One of the most unique occasions was the Sunday when I addressed the
3rd Artillery brigade, after church parade in the market square of
Market Lavingdon. We arrived early and sat and listened while, from
the little stone church high up on the hill above us, drifted the
sound of soldiers singing. It was unutterably sad to me to hear the
full mellow soldier chorus swelling out on "Onward Christian Soldiers,
Marching as to War." One felt that the words must have had to all of
them a meaning that they never had had before.
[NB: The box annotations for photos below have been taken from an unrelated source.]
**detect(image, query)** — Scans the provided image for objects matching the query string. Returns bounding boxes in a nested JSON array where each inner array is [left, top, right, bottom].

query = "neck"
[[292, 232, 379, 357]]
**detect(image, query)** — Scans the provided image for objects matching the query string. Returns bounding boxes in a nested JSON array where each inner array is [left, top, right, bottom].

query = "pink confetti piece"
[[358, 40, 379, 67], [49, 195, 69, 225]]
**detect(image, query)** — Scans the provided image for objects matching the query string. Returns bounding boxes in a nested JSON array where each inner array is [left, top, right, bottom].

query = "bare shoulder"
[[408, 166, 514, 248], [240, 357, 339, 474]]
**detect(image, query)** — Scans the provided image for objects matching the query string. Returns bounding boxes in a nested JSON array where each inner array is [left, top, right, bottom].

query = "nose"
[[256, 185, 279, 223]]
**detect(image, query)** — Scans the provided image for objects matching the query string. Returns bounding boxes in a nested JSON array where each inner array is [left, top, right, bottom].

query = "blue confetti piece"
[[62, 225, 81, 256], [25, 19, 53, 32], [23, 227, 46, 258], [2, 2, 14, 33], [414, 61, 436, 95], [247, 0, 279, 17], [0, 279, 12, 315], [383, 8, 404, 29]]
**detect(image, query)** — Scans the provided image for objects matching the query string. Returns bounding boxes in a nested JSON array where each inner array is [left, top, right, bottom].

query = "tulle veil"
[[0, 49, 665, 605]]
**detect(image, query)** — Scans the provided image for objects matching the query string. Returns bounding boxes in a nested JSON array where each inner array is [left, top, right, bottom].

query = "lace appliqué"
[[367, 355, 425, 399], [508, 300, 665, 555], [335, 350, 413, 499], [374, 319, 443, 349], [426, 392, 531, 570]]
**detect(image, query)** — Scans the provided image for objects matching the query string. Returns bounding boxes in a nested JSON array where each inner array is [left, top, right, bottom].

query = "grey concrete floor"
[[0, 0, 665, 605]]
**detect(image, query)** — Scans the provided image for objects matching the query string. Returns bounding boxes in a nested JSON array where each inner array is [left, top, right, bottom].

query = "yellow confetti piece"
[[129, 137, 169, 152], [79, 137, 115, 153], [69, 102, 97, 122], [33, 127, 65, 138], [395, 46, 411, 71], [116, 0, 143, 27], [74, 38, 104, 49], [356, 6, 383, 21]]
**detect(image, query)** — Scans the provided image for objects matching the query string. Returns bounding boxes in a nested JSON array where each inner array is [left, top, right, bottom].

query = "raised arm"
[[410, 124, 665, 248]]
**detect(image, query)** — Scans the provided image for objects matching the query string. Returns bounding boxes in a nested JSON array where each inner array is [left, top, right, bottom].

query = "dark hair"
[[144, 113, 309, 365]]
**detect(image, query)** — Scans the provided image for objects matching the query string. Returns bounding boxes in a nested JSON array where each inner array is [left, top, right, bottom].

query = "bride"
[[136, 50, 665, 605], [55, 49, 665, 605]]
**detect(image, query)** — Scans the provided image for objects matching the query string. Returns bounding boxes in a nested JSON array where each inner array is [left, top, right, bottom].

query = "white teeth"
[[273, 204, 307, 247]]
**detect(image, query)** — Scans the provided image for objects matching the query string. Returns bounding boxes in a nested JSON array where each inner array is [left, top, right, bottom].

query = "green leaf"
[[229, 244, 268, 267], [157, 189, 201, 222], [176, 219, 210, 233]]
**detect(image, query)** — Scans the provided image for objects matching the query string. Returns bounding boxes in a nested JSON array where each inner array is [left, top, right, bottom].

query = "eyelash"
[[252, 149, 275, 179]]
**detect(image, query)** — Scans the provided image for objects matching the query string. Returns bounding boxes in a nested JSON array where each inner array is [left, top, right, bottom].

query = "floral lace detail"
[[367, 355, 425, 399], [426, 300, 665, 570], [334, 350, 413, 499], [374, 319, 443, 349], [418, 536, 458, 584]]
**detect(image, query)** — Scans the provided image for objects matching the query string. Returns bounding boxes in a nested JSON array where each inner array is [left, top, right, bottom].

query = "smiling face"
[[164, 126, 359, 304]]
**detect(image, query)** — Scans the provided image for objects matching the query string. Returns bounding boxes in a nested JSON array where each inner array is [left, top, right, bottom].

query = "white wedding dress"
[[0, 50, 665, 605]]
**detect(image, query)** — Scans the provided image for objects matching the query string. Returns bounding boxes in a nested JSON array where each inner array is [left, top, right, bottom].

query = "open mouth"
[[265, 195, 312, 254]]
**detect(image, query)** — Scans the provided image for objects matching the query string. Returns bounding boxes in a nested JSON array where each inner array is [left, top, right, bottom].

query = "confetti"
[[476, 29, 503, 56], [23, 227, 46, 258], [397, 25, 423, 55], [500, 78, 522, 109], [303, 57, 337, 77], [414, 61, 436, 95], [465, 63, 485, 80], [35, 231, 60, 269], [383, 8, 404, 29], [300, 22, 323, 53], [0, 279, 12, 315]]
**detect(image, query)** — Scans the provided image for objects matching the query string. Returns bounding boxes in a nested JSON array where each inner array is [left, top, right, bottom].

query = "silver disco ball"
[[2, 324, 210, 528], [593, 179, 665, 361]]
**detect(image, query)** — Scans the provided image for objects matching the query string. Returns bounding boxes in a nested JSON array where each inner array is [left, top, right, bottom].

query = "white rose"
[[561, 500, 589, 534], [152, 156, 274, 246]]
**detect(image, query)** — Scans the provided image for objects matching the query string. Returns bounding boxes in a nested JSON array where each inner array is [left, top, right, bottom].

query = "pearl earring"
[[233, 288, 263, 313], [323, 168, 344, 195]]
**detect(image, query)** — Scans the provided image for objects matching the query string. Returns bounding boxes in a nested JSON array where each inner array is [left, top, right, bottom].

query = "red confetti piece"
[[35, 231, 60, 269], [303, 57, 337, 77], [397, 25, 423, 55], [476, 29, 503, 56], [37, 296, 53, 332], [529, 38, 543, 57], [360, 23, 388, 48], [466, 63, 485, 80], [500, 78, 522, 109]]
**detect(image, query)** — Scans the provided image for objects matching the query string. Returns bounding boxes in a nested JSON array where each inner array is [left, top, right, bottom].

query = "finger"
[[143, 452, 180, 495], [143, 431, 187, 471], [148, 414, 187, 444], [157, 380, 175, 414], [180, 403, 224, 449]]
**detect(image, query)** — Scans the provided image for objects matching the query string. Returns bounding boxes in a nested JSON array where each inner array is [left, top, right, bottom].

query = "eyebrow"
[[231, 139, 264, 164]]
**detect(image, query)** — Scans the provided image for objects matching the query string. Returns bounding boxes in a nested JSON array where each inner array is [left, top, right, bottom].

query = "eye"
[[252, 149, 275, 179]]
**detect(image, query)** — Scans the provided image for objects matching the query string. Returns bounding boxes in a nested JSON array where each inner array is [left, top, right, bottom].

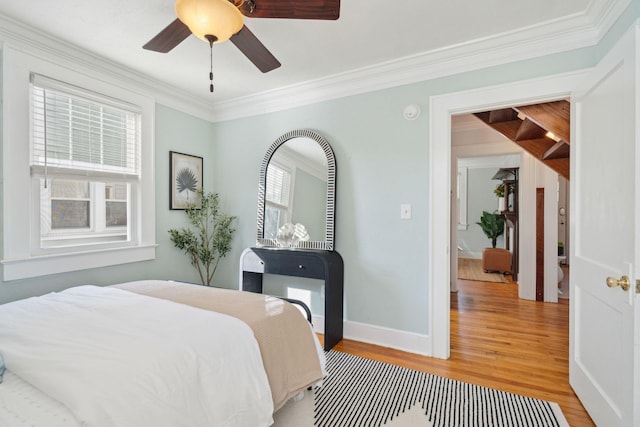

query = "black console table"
[[240, 248, 344, 350]]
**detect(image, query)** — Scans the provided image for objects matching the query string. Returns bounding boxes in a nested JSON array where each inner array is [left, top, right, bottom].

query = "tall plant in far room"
[[476, 211, 504, 248], [169, 190, 236, 286]]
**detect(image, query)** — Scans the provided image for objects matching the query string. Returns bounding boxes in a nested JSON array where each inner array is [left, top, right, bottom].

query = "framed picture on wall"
[[169, 151, 202, 209]]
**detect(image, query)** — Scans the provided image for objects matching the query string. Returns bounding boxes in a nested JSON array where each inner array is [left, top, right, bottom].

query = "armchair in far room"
[[482, 248, 511, 274]]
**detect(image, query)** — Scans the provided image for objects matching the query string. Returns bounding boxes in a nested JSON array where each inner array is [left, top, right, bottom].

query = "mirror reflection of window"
[[264, 163, 294, 239]]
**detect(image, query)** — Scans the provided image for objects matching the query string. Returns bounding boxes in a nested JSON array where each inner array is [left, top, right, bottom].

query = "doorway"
[[428, 68, 585, 359]]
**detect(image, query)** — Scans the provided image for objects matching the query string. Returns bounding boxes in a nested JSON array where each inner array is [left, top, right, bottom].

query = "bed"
[[0, 280, 324, 427]]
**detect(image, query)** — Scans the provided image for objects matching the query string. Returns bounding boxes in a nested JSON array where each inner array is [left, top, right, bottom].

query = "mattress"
[[0, 281, 324, 427]]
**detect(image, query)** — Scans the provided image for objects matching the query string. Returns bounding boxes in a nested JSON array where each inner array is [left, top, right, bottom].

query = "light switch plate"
[[400, 203, 411, 219]]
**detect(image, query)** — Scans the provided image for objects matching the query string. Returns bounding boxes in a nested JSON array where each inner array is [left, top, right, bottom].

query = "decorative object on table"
[[169, 151, 202, 209], [276, 222, 309, 248], [476, 211, 504, 248], [169, 190, 236, 286]]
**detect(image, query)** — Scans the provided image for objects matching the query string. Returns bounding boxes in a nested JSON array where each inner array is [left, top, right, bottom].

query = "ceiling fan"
[[143, 0, 340, 86]]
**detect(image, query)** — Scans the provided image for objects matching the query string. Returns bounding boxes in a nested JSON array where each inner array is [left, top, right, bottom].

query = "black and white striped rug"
[[313, 350, 568, 427]]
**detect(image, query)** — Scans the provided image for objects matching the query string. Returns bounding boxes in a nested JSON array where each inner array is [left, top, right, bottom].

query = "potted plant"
[[476, 211, 504, 248], [169, 190, 236, 286], [493, 183, 505, 212]]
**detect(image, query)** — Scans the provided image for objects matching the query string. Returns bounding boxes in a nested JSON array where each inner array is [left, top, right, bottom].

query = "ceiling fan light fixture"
[[175, 0, 244, 43]]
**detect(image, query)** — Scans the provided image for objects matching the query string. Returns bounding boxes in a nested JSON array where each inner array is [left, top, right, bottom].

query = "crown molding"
[[0, 0, 632, 122], [211, 0, 631, 122], [0, 14, 218, 120]]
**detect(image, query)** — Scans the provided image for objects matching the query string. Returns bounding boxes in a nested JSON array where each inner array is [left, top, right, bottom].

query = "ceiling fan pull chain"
[[205, 34, 218, 93]]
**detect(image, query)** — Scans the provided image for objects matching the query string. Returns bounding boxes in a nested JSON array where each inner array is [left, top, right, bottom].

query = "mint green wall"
[[0, 5, 640, 334], [0, 105, 214, 303], [214, 8, 637, 334]]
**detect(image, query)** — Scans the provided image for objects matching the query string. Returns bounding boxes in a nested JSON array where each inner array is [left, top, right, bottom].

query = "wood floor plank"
[[335, 280, 595, 427]]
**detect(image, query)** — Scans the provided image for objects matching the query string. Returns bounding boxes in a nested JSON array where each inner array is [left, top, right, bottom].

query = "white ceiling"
[[0, 0, 628, 112]]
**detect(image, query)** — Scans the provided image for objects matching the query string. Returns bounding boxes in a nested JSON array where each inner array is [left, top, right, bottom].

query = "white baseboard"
[[458, 251, 482, 259], [312, 315, 432, 356]]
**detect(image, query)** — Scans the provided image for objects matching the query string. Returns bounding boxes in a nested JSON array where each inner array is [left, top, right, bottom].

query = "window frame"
[[264, 161, 296, 239], [2, 45, 156, 281]]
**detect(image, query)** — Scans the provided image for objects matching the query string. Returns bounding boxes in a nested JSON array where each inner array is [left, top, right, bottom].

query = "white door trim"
[[427, 70, 588, 359]]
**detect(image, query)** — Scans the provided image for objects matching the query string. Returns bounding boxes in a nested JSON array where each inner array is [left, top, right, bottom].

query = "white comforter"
[[0, 286, 273, 427]]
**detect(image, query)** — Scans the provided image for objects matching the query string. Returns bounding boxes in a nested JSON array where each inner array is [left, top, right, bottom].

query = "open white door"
[[569, 20, 640, 427]]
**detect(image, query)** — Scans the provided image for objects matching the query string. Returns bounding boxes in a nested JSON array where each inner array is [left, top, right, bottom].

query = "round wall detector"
[[404, 104, 420, 120]]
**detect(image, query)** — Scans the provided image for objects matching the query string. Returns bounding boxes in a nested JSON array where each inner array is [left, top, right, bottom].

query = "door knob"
[[607, 276, 631, 291]]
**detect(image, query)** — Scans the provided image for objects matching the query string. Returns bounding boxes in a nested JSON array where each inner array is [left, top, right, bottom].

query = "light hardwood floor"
[[324, 280, 594, 427]]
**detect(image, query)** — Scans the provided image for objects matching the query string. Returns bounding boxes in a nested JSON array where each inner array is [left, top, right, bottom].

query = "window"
[[2, 46, 156, 281], [264, 163, 293, 239], [31, 74, 140, 253]]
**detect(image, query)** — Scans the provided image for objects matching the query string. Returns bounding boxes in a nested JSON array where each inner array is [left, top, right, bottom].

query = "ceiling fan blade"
[[230, 25, 281, 73], [142, 18, 191, 53], [235, 0, 340, 20]]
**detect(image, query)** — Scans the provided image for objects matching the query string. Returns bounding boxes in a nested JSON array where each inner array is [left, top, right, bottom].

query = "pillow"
[[0, 354, 6, 383]]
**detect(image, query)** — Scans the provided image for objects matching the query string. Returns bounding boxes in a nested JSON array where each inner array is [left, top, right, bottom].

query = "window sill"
[[2, 245, 157, 282]]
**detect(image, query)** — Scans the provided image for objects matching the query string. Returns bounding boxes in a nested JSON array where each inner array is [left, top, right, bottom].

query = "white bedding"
[[0, 286, 273, 427]]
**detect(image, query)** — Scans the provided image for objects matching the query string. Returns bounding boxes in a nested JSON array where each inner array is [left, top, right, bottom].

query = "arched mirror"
[[257, 129, 336, 251]]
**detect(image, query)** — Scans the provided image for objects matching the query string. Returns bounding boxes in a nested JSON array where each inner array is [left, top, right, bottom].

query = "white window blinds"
[[266, 164, 291, 206], [31, 74, 141, 179]]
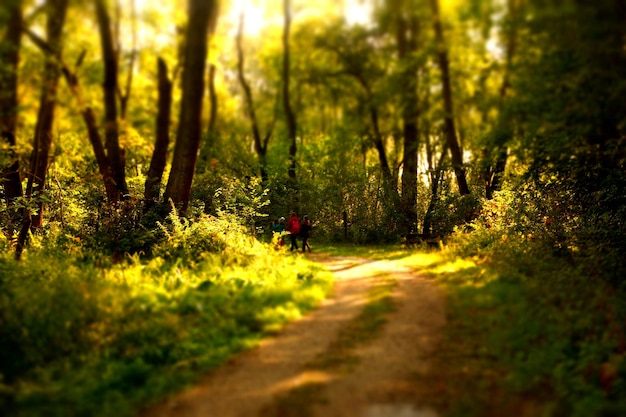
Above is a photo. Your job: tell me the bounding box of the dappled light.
[0,0,626,417]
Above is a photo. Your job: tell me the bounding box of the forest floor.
[140,254,449,417]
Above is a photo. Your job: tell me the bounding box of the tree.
[94,0,128,198]
[0,0,23,236]
[484,0,523,200]
[164,0,217,211]
[430,0,470,195]
[26,0,68,229]
[282,0,298,182]
[236,13,272,183]
[144,58,172,211]
[396,1,419,233]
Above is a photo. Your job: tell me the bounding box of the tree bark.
[237,13,271,183]
[26,0,68,229]
[0,0,23,236]
[430,0,470,195]
[484,0,519,200]
[144,58,172,211]
[282,0,298,182]
[208,64,218,136]
[22,28,119,203]
[164,0,216,212]
[396,16,419,233]
[95,0,128,198]
[116,0,137,121]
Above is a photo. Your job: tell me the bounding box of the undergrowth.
[390,196,626,417]
[0,214,331,417]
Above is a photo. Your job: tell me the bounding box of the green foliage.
[432,200,626,416]
[0,215,330,416]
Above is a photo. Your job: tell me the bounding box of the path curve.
[141,255,445,417]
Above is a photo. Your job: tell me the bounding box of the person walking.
[287,211,300,251]
[300,214,312,253]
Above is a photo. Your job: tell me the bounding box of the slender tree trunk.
[164,0,216,212]
[282,0,298,181]
[430,0,470,195]
[208,64,218,136]
[396,13,419,233]
[0,0,23,236]
[144,58,172,211]
[422,143,448,237]
[26,0,68,229]
[94,0,128,198]
[370,104,397,188]
[115,0,137,121]
[237,13,269,183]
[22,28,119,203]
[485,0,520,200]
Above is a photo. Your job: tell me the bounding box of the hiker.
[287,211,300,251]
[300,214,313,253]
[272,217,285,249]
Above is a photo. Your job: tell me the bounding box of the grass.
[316,237,626,417]
[0,228,332,417]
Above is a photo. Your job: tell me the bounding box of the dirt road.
[142,256,445,417]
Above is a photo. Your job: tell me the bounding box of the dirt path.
[142,257,445,417]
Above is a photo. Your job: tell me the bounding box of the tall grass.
[0,214,331,417]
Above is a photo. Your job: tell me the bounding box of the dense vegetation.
[0,0,626,416]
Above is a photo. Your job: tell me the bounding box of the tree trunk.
[396,13,419,233]
[208,64,218,136]
[0,0,23,236]
[144,58,172,211]
[484,0,518,200]
[164,0,216,212]
[422,144,448,238]
[430,0,470,195]
[22,28,119,203]
[26,0,68,229]
[237,13,270,180]
[116,0,137,125]
[95,0,128,198]
[282,0,298,182]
Then the brigade formed up and was played by the village band to the
market place where they were drawn up into a square with some gun
carriages in the centre. When all was ready I mounted a gun carriage
and gave my talk with all the earnestness I could muster, while the
villagers congregated at one side, stood and gaped, and wondered what
it was all about.
My talk had settled down into a 20-minute discourse, and I gave
variations of it as often as four times in an afternoon at places 10
miles apart. In this way one saw a good deal of the Wiltshire scenery
in the late winter season. It was a never-failing source of wonder and
pleasure to me to see the ivy covered banks, the ivy clad trees and
the rhododendrons and holly trees in green leaf in the middle of the
winter. In the garden at the back of the famous old Elizabethan house
in Potterne--a perfect example of the old Tudor timbered style of
architecture--cowslips and pansies were in full blossom, and I was
told the wild violets were in flower in the woods.